Which brings us to the wrinkle, which is our presidential election here at home. Currently, Netanyahu’s biggest fear is that President Obama will do something on his way out the door related to the peace process and/or settlements, ranging from what Netanyahu views as disastrous (a binding UN Security Council resolution) to enormously inconvenient (a speech laying out Obama’s views on parameters for future two-state negotiations). Netanyahu and Israeli officials have been furiously lobbying everyone from the president on down not to make any moves on this front, and they have been counting on the uncertainty of the election outcome to forestall any surprises, since Obama will not want to do anything that may drive Jewish voters in Florida, Pennsylvania, Ohio, and other swing states toward Trump. After the election though, all bets are off, and this is particularly so in the unlikely but still possible case that Trump wins, since then Obama will have no concerns about saddling his successor with a policy on Israel that may not be to his liking.
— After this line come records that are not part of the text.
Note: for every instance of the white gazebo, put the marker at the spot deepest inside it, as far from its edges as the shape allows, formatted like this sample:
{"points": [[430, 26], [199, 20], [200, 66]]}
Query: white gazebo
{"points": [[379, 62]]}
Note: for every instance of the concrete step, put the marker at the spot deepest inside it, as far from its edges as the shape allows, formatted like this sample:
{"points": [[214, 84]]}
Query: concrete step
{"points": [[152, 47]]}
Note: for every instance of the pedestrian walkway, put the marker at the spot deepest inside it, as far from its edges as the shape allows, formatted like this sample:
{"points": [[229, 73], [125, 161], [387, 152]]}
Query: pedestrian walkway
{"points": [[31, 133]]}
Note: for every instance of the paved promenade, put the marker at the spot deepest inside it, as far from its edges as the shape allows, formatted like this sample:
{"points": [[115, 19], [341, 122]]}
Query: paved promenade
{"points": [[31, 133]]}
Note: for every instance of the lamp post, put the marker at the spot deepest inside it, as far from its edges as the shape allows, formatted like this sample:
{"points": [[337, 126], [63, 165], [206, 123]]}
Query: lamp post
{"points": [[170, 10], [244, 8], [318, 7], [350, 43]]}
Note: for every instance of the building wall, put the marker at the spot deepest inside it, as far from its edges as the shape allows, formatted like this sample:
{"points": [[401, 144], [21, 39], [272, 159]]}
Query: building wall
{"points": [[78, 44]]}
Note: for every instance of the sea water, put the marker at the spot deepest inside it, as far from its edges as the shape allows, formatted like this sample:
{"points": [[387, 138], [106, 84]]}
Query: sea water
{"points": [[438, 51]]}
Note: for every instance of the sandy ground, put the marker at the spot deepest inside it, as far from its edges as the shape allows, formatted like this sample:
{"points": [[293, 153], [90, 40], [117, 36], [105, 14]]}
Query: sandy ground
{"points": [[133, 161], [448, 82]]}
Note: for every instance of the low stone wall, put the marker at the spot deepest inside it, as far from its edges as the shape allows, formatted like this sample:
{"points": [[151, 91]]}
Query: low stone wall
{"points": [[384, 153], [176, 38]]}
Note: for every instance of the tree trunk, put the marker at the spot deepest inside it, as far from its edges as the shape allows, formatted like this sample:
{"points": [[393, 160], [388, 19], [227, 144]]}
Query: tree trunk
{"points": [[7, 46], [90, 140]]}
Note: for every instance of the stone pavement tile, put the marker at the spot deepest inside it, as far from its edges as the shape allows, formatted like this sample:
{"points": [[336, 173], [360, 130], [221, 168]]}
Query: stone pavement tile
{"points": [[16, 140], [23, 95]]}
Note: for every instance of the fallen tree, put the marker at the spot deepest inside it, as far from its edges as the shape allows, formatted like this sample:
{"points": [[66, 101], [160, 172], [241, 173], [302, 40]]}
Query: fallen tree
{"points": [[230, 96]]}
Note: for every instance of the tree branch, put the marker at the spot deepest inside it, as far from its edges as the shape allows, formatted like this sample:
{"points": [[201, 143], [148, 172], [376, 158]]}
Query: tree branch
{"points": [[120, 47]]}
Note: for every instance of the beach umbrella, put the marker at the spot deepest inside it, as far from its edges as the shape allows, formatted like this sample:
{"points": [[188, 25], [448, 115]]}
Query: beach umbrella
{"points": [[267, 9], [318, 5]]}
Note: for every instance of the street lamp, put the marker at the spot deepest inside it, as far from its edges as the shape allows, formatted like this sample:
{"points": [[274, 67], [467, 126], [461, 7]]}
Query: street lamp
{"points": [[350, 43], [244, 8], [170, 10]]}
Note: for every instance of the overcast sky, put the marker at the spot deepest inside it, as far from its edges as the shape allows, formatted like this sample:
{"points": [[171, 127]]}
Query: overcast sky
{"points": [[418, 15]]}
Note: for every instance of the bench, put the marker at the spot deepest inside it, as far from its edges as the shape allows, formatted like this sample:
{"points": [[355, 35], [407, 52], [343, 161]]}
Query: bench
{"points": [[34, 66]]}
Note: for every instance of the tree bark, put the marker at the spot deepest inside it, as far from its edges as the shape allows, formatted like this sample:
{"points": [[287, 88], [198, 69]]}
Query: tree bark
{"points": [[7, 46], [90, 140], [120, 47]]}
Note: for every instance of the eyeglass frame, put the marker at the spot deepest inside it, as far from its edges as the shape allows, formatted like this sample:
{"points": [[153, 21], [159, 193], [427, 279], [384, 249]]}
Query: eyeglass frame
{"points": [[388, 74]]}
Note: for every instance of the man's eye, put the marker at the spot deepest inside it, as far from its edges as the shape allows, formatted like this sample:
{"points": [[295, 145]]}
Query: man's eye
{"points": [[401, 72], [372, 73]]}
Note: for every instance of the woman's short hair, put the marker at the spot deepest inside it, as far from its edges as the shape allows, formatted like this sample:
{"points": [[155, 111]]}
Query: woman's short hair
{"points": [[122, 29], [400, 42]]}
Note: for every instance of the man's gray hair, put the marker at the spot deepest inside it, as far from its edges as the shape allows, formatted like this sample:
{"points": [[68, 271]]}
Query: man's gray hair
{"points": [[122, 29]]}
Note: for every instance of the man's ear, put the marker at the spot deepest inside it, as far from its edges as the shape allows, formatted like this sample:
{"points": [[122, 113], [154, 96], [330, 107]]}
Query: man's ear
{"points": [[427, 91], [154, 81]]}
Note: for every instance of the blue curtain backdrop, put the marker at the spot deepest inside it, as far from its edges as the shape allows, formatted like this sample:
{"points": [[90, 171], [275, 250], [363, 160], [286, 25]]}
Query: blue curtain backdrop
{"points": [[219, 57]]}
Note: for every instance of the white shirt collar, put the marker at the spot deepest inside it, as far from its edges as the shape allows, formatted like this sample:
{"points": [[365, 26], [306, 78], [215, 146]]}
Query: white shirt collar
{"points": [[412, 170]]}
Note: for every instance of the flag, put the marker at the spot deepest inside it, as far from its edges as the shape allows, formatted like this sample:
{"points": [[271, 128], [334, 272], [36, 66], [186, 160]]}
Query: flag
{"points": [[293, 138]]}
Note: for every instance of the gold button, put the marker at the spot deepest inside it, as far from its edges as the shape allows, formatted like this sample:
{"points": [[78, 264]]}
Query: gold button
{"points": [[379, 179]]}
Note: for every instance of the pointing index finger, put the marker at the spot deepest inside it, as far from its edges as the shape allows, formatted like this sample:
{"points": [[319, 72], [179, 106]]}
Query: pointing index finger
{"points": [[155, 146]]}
Even if Clinton wins as expected, the unusually harsh American response to the Israeli government’s plan to build a new neighborhood in Shilo for the relocated Amona settlers makes Netanyahu and his coalition partners fear that there is an American sword of Damocles waiting to drop.
In Netanyahu’s calculations, the one possibly foolproof thing he can do to head this all off at the pass is to bring Yitzhak Herzog and his Zionist Union party into the government and make Herzog foreign minister, which explains the dalliance with Herzog a few months ago and the constant reports that he and Herzog are once again cooking up plans for a unity government. Netanyahu thinks that bringing in Herzog and giving him the diplomatic portfolio will signal to the world that he is genuine in his desire to see a two-state solution, and that it will prevent a post-election move from Obama while starting him off on the right foot with Clinton should she win. It will also not bring down his government if Herzog can bring enough Zionist Union MKs with him to replace the eight from Habayit Hayehudi who will leave should Zionist Union join, and while it leaves Netanyahu with a suboptimal coalition from a policy standpoint and creates future political problems for him, it gives him diplomatic breathing room.
I am skeptical that Netanyahu’s fears are well-placed since I think the likelihood is greater than not that Obama does nothing earth shattering on the Israeli-Palestinian front before he leaves the White House, but there is also little question that Netanyahu’s calculus on this is presenting him with a political choice and that he is weighing his options. So the intersection of American politics and Israeli politics are indeed important for the next few months, but the impact will be far more heavily felt in Israel than here.